柔道整復師について

知っておきたい柔道整復師のメリットとデメリット

どの職業でもそうですが、国家資格である柔道整復師も楽しいこともあれば、しんどいことやつらいこと・大変なこともあります。

どう感じるかは各個人の感覚や目標などによると思いますが、
ここでは考えられる柔道整復師のメリット(やりがいや魅力)とデメリット(不安なこと・辛いこと・大変なこと)を挙げてみますので、参考にしてみてください。

柔道整復師のメリット(やりがい・魅力)

①患者様と深く関われる

柔道整復師は患者様との関わりが深く、地域代替医療の一つとして社会貢献できるとても魅力ある仕事です。
接骨院では、信頼関係を築きながら自分で患者さんを診て個々の症状に対してオーダーメイドの施術をしていく部分では責任も大きいですがやりがいがあります。
整形外科では医師の指示のもと外傷処置の補助を行うことができ、患者さんの治療からリハビリまで患者さんの治癒までの経過に携わることができます。
機能訓練指導員としてデイサービスや特別養護老人ホームなどの福祉施設で働く場合は、機能訓練計画書を作成し評価しながら健康で自立した生活が送れるように支援していきます。
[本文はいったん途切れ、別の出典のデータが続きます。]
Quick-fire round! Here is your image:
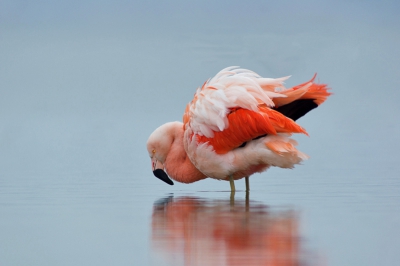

どのようにしたら機能訓練を楽しく充実して行えるかを考える点では大きなやりがいがあります。
どの現場においても、対応した患者様の状態が良くなっていく様子を感じることができるのは、柔道整復師のやりがいの一つです。また、回復した患者様から感謝されることは、柔道整復師の最大のやりがいといえるでしょう。

②国家資格という信頼

柔道整復師の資格は3年間養成学校に通い国家試験に合格しなければ取得できません。国家試験は年に1度行われます。卒業後も各種の学会、研究会、講習会にて卒後教育に励み知識と技術の向上を図る責務があります。国家資格をもつということは、専門的な知識と技術を努力して修得してきたという点で信頼を得ることができます。

③受領委任払い制度が認められている職業

柔道整復師は骨折・脱臼・捻挫・打撲・筋腱損傷については、患者さんが一部負担分を支払い、柔道整復師が残りの費用を保険者に請求する「受領委任払い制度」という方法が特別に認められています。保険診療によって自己負担分のみ支払うことにより費用負担が軽減され施術を受けることができるので安心感があります。保険取扱いについては、平成30年4月から新たに資格取得後の「実務経験」と「2日間の施術管理者研修の受講」が義務付けられ、施術管理者になる必要があります。他の医療職と比べて、保険診療で診察から治療まで自らの判断できる部分は強みとなります。

④開業権がある

柔道整復師は自分で接骨院(整骨院)を開業することができます。理想の治療院を経営でき何歳になっても仕事ができます。患者さんひとり一人に対して自らの知識と経験をもとに判断し施術を行うため大きな責任を持つことになりますが魅力の一つです。他の接骨院との差別化を図り上手な経営能力と戦略をどれだけしっかりと立てられるかがポイントです。継続来院者だけでなく新規来院者の集客数増加が生き残る秘訣でもあります。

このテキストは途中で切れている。